The Good and Bad From Today’s PR in Scotland
Thursday, June 24th, 2010
Drinks manufacturer Irn Bru have been fairly consistent in their quirky advertising and marketing campaigns in recent years. From the ram-raiding wheelchair granny advert to their outstanding Snowman pastiche, their output has been among the very best in Scotland’s marketing industry – with additional successful PR outreach.
However, the firm’s latest offering is a step even further. Like many other companies at the moment, they’re using the World Cup for inspiration but rather than showing off the usual scenes of vuvuzelas and cheering fans, Irn Bru have taken the depressing fact of Scotland’s non-attendance as the key focus of its strategy.
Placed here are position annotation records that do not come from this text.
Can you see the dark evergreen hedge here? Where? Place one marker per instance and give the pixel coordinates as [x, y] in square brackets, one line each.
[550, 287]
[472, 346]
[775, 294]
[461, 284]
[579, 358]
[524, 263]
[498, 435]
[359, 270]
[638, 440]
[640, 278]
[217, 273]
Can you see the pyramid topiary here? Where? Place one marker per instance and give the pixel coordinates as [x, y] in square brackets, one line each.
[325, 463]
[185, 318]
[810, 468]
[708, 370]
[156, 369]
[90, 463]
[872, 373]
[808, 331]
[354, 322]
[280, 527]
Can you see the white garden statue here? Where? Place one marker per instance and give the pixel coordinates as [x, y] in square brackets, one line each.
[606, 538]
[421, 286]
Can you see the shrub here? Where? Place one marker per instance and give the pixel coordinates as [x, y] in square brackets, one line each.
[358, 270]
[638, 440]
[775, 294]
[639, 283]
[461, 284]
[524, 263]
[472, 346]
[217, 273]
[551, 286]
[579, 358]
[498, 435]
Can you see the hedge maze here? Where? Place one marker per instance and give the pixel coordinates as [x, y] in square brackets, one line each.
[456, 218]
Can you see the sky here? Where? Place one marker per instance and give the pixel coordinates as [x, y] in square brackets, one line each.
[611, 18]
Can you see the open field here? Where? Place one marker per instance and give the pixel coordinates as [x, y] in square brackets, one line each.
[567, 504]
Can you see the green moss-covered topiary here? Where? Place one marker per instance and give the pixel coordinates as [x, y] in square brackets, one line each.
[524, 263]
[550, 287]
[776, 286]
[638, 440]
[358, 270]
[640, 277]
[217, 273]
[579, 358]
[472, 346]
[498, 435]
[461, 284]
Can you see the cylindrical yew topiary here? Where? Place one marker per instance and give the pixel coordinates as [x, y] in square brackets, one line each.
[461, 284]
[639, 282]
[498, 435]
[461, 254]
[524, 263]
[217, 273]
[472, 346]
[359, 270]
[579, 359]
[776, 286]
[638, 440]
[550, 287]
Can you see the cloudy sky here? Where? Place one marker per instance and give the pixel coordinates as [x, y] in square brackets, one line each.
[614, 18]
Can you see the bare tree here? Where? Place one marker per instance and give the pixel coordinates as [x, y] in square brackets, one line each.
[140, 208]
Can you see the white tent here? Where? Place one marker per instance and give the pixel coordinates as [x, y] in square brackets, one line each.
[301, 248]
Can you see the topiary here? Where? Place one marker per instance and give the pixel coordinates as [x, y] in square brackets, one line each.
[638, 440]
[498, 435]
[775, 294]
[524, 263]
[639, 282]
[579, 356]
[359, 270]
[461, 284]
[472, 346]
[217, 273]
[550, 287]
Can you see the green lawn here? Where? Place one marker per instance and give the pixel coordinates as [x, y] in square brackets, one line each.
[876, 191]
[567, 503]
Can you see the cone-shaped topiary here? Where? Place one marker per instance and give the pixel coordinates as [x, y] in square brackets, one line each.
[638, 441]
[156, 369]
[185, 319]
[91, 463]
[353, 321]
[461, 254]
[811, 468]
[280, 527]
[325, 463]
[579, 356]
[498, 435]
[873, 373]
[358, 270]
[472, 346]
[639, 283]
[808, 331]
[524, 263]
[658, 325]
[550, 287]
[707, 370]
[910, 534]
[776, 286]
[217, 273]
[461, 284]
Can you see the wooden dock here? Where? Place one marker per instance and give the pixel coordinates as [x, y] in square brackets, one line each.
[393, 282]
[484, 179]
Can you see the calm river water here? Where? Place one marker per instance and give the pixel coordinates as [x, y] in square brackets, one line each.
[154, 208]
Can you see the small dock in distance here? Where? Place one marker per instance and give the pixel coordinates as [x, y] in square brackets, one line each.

What if – they ponder – Scotland encouraged a load of Brazilians to come over to these shores, have kids with us, and then took these future superstars into the national team? The result is the 2034 World Cup debut of the all-conquering Bruzil, complete with star names such as MacKaka, Flavio McFadden and my personal favourite, Aberdinho.
A perfect tongue-in-cheek advert that’s already proving a big hit on the internet and social media sites, and is a great example of a PR success – and one that I’m sure is helping to shift more bottles of the fizzy stuff. Top work chaps.
The World Cup is also providing some good examples of how not to make a good PR impression. The South African organisers have alienated many TV viewers by allowing the vuvuzelas to be blared out during the games – making it sound like the stadiums are filled with angry swarms of drone bees.
However, the real misses have been seen on the pitch. Big teams such as England and Spain have been firing blanks at times during the tournament, but the big shocks have been the failures of reigning world champions Italy and former winners France to get beyond the group stages.
Out of the two, it’s been France who have provided the worst example of a nation in disarray. A team of superstars who failed to score in their first two games and whose discipline quickly fell to pieces. When Nicholas Anelka publically slated the French manager and was sent home in disgrace, the last thing that should have happened was for the rest of the team to protest the decision and refuse to attend training.
Les Blues have let an entire generation of young French fans down with their poor attitude and even poorer performances, which even President Sarkozy has demanded a probe into. I think their PR failure is summed up in the video above, where under-fire manager Raymond Domenech even refuses to shake the hand of his South African counterpart at the end of their final game. Unbelievably bad.